It's Baaaaaack. Canadian DMCA On The Way
from the if-you-wait-long-enough,-maybe-people-will-forget dept
You may recall that last fall, Michael Geist notified the world that the Canadian government was about to announce a Canadian version of the DMCA, that was effectively a Hollywood wishlist of unnecessary copyright controls. The politician in charge of pushing this through, Jim Prentice, thought that he could get it approved quietly with no one noticing — figuring that copyright is a boring subject that no one cares about. He was wrong. Thanks to Geist shining some sunlight on the bill, tens of thousands of individuals suddenly became quite vocal in opposition to the bill — and even a bunch of big Canadian companies came out against the bill. Prentice delayed the bill, insisting that he would listen to consumer and business concerns… though there were never any open hearings or public discussions.
Instead, it looks like Prentice made a very minor change in the bill (allowing “time shifting”) and then has waited for a convenient time to re-release the bill. It’s expected that the bill will once again be introduced this coming Wednesday (just before Prentice is set to leave town). Once again, Michael Geist has all the details including what the likely talking points are in support of the bill… and why they’re totally bogus. It sounds like Prentice is going to stick to the entirely false claim that Canada needs to approve this bill to meet its “international obligations” as found in various treaties it’s signed. This is a common trick used by the entertainment industry and politicians to justify bad legislation. But, as Geist notes, Canada already is in compliance with the treaty in question. It’s too bad Canada didn’t follow the lead of other countries in standing up for the rights of its consumers.

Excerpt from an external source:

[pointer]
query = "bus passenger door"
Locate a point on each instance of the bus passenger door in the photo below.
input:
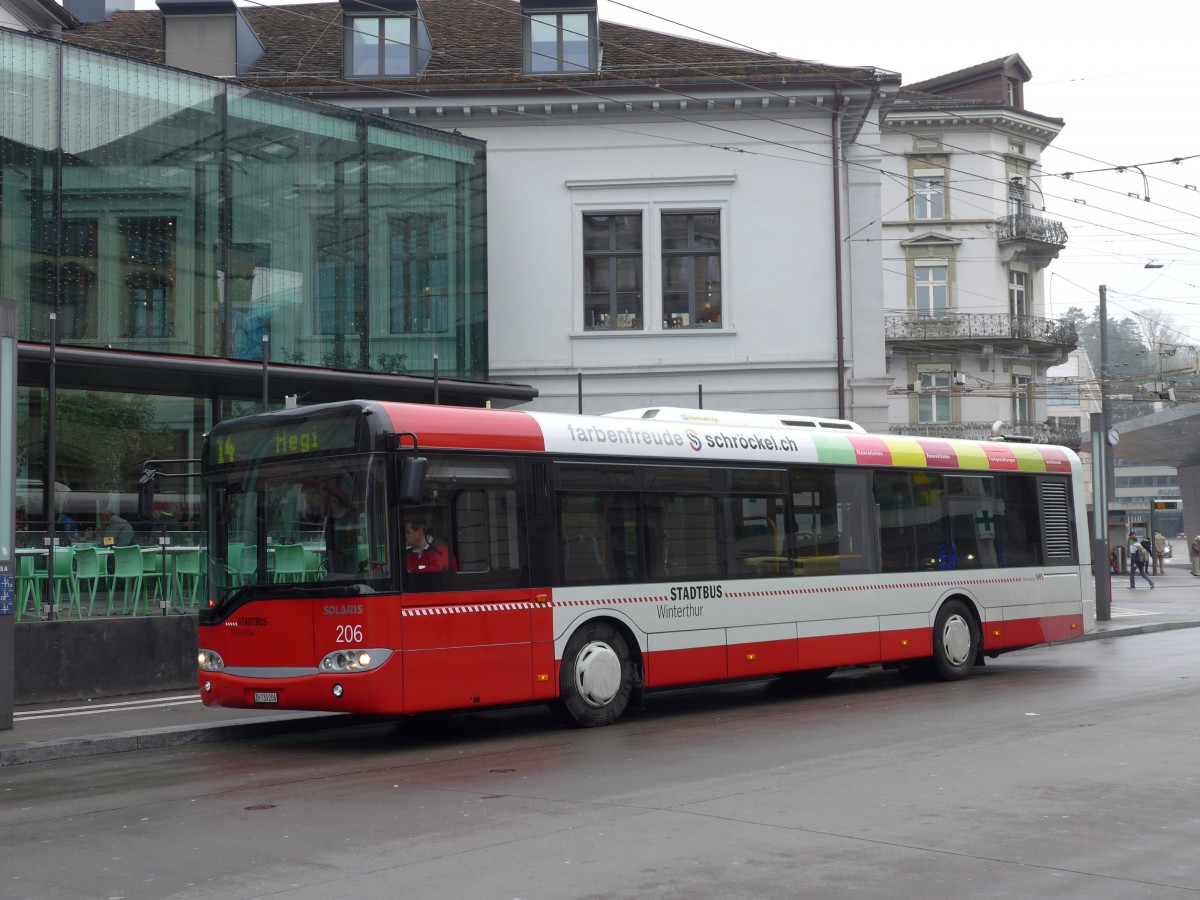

In the meantime, as Geist notes, Prentice seems to think that this particular bill will sneak through again without much opposition. It’s surprising that he thinks that, given what happened last time. But, if he’s going to think people forget things that quickly, perhaps its time for Canadian citizens to make it clear that they don’t forget, and they don’t appreciate Prentice selling out their basic rights to folks in Hollywood who are too lazy to update their obsolete business models.